So wird der König den zitternden Überrest beruhigen, der sich Ihm in der dunklen Mitternachtsstunde der Prüfung und Verfolgung naht. Die Freude Seines Herzens über ihren Glauben wird weit größer sein als ihre eigene. „Er wird sich über dich freuen mit Freuden; Er wird in seiner Liebe ruhen, Er wird sich über dich freuen mit Singen.“ Wer kann diese Freude ermessen, außer Ihm, der über Jerusalem weinte? Wer kann die Freude darüber ermessen, dass sie sich Ihm zuwenden, außer dem, der von seinem Volk verworfen wurde? „Wie sich der Bräutigam über die Braut freut, so wird sich dein Gott über dich freuen.“

Dieser ganze Teil der Erzählung ist so vollkommen typisch für die Beziehungen Israels zu unserem Herrn, dass wir ihn nur in zweiter Linie auf die Geschichte des Einzelnen in der gegenwärtigen Dispensation anwenden können. Doch wie wir gesehen haben, sind die Zuneigungen in allen Dispensationen dieselben, und ein genährter Glaube wird an Stärke und Intensität zunehmen. Es ist höchst gesegnet zu wissen, dass Gott unendlich viel mehr als unsere höchsten Gedanken und unseren stärksten Glauben bereitgestellt hat. So müssen wir nicht, wie Ruth, einen Platz in der nächsten und engsten Verwandtschaft erlangen, sondern das ergreifen, was bereits unser ist – die Gabe der Gnade.
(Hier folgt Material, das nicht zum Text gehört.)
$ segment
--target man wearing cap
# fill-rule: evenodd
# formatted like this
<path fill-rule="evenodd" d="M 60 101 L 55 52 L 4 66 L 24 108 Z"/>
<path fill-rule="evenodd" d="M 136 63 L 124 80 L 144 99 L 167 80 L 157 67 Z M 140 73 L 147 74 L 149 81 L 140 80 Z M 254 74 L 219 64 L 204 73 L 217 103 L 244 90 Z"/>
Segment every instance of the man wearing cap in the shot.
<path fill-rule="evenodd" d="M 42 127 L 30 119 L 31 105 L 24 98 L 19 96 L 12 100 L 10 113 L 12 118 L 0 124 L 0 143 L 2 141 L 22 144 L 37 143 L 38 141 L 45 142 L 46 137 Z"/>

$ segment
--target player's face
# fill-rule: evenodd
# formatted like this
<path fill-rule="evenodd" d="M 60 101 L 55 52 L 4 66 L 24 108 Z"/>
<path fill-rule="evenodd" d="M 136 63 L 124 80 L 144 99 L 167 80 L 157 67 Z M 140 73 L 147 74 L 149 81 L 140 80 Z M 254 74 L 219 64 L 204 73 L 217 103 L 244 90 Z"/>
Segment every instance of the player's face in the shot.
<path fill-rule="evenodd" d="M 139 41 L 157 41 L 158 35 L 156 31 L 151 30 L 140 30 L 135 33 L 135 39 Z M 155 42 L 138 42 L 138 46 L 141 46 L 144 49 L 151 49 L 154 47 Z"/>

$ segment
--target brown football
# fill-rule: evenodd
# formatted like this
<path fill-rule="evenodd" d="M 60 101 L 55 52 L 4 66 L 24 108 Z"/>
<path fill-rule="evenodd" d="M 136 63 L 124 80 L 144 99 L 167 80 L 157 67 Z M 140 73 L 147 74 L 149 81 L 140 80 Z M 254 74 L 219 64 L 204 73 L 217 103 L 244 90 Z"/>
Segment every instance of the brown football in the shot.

Aber in der Erfahrung der Seele gibt es vieles, was diesem Fortschritt, den wir verfolgt haben, entspricht. Wir kommen als arme Ausgestoßene, die mit ermattetem Herzen Stücke des Segens einsammeln,

„Nicht würdig, Herr, die Brosamen aufzusammeln,

Mit zitternden Händen, die von deinem Tisch fallen,

Ein müder, schwer beladener Sünder kommt

Um Dein Versprechen zu erflehen und Deinem Ruf zu folgen.

Das ist die Sprache, nicht des verstandesmäßigen, Glaubens, sondern der Seele, die die Barmherzigkeit auch für sich selbst nur schemenhaft sieht. Aber die Gnade führt weiter, wie wir gesehen haben, ermutigend und stärkend, bis schließlich die Seele, in das Wunder der göttlichen Liebe eintretend, das wundersame Geheimnis des Herzens Christi ergreift – „wir sind Glieder seines Leibes“ ... „Christus hat die Gemeinde geliebt und sich selbst für sie hingegeben ... damit Er sie sich selbst darstelle.“ Wir sehen Ihn nicht nur als Retter, Herr, Hirte, sondern finden unsere Ruhe an Seinem Schoß, die Geliebten Seines Herzens, und bilden mit allen Erlösten dieses Zeitalters die Braut, die Seine Gefährtin sein wird während des nie endenden Tages Gottes. „Damit er in den kommenden Zeitaltern den überschwänglichen Reichtum seiner Gnade in Güte gegen uns erwiese in Christus Jesus.“

Nicht sofort begreift die Seele diese wunderbare Beziehung; ach, wie schwach antworten wir auf seine Liebe. Aber wenn die Seele unter der Führung des Geistes Gottes weitergeht, wird sie sicher ihren Platz zu den Füßen dessen finden, der in der Tat „ein naher Verwandter“ ist, „der sich nicht schämt, uns Brüder zu nennen.“

Ruth kehrt zu Noomi zurück mit dem eindeutigen Versprechen des Boas, alles zu tun, was ihr Herz begehrt, sollte es kein Hindernis geben. Dieses mögliche Hindernis ist, wie wir gleich sehen werden, ein näherer Verwandter. Aber selbst während der Zeit des Wartens auf das Ergebnis wird sie von Boas reichlich versorgt.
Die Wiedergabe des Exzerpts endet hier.